2.10. Serology, Viral Load Testing, and Clinical Chemistry Parameter Assays
Screening for HBsAg seropositivity was done using the HBsAg Rapid Test Strip (Healgen Scientific Limited Liability Company, Houston, TX77047, USA) that uses lateral flow chromatographic immunoassay for the qualitative detection of Hepatitis B Surface Antigen (HBsAg) in the human serum or plasma based on the double-antibody sandwich technique. The Roche Molecular Systems, Pleasanton, CA, USA HBV assay (Abbott Molecular, Des Plaines, IL, USA), with a limit of detection of 10 international units per milliliter (IU/mL) or less was used to detect and quantify the HBV DNA levels. This platform detects the HBV in the patient’s serum irrespective of the genotype or sequence polymorphisms. The Roche HBV Test uses a polymerase chain reaction- (PCR-) based assay that is run on the automated cobas® 4800 System. The protocol previously described by Chevaliez et al.  was used. Briefly, the HBV DNA was extracted from 1000 μL of plasma by use of the Cobas AmpliPrep automated extractor following the manufacturer’s directions. The Cobas TaqMan 96 analyzer was used for automated real-time PCR amplification and detection of the PCR products according to the manufacturer’s instructions. The data were analyzed with Amplilink software. The HBV DNA levels were expressed in international units per milliliter. The cutoff 20,000 IU/L was used in the current study because the currently used algorithm for treatment decision by the Ugandan Ministry of Health is a viral load of ≥20,000 IU/mL . The liver enzymes, including alanine aminotransferase (ALT), γ-glutamyl transferase (γ-GT), alkaline phosphatase (ALP), and aspartate aminotransferase (AST) as well as albumin and bilirubin, were evaluated by standard methods using the Chemistry Analyzer B120 (Mindray, China). Normal values were considered as <30 U/L for AST, ≤40 U/L for ALT, ≤48 U/L for GGT, 30-120 for ALP, 66-83 g/L for ALB, ≤17 μmol/L for total bilirubin, and ≤7 μmol/L for direct bilirubin. Screening for HBsAg was done on the spot during sample collection by the laboratory technician whereas the chemistry parameters were analyzed at Kibuli Muslim Hospital Laboratory, the teaching hospital of the Habib Medical School (HMS), Faculty of Health Sciences (FHS), Islamic University in Uganda (IUIU), whereas viral load testing was done at the Central Public Health Reference Laboratories/Uganda National Health Reference Laboratories (CPHL/UNHL).

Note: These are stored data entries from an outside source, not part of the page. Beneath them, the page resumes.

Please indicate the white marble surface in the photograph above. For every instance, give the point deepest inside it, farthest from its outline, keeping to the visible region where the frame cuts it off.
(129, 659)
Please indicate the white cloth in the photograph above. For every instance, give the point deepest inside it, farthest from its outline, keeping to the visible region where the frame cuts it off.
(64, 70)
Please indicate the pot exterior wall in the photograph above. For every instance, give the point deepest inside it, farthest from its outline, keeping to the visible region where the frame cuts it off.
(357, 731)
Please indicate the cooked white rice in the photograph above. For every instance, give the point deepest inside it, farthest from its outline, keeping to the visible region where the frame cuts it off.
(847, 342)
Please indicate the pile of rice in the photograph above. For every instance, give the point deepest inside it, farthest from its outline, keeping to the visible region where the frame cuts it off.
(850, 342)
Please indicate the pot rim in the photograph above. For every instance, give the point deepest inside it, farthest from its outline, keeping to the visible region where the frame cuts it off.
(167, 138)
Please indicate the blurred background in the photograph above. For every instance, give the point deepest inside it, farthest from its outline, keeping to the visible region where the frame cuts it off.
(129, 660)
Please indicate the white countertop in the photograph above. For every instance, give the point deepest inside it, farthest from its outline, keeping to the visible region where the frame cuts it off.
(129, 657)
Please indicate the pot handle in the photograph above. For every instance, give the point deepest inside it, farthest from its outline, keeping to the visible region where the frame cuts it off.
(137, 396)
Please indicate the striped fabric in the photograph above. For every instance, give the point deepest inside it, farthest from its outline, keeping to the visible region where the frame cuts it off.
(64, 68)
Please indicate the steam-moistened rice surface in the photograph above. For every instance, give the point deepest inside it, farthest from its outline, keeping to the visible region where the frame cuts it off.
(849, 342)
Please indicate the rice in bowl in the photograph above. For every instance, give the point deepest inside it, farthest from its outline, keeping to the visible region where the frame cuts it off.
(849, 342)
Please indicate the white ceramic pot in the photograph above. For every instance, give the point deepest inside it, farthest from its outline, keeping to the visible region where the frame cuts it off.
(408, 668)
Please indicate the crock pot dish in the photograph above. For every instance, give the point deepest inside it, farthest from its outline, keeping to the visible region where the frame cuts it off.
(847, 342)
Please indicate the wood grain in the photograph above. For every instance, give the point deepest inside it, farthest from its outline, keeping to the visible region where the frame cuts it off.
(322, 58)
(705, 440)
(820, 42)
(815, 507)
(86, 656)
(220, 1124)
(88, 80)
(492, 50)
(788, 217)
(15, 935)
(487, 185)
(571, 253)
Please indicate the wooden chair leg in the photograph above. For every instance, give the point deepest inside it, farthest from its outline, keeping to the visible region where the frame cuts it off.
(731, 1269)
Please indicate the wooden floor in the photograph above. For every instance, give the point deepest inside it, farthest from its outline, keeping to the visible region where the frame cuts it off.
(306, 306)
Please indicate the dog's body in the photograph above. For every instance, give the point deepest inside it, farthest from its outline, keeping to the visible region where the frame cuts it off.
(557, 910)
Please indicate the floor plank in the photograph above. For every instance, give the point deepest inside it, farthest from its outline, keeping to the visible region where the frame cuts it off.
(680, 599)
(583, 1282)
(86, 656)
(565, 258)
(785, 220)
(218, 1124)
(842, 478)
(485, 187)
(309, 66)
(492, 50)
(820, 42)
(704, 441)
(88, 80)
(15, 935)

2.11. DNA Isolation and PCR Amplification of the HBV Polymerase Gene
Total DNA was extracted from 200 μL of the whole blood using the QIAamp® DNA extraction kit following the manufacturer’s instructions. Briefly, 20 μL QIAGEN Protease (or proteinase K) was pipetted into a 1.5 mL microcentrifuge tube and 200 μL of the whole blood sample added to the microcentrifuge tube followed by 200 μL buffer AL to the sample and then mixed by pulse-vertexing for 15 s. The mixture was incubated at 56°C for 10 min. 200 μL ethanol (96–100%) was added to the sample and mixed again by pulse-vertexing for 15 s. The mixture was then carefully applied to the QIAamp Mini spin column (in a 2 mL collection tube), and the cap gently closed and centrifuged at (8000 rpm) for 1 min, and the supernatant discarded. 500 μL buffer AW1 was added to the tube and then centrifuged at (8000 rpm) for 1 min; then, the supernatant was discarded; this was followed by 500 μL Buffer AW2, and the mixture was centrifuged at full speed (; 14,000 rpm) for 3 min, and the supernatant discarded and then centrifuged at full speed for 1 min to eliminate the chance of possible Buffer AW2 carryover. The supernatant was discarded, and 200 μL Buffer AE added. The contents were incubated at room temperature for 1 min and then centrifuged at (8000 rpm) for 1 min.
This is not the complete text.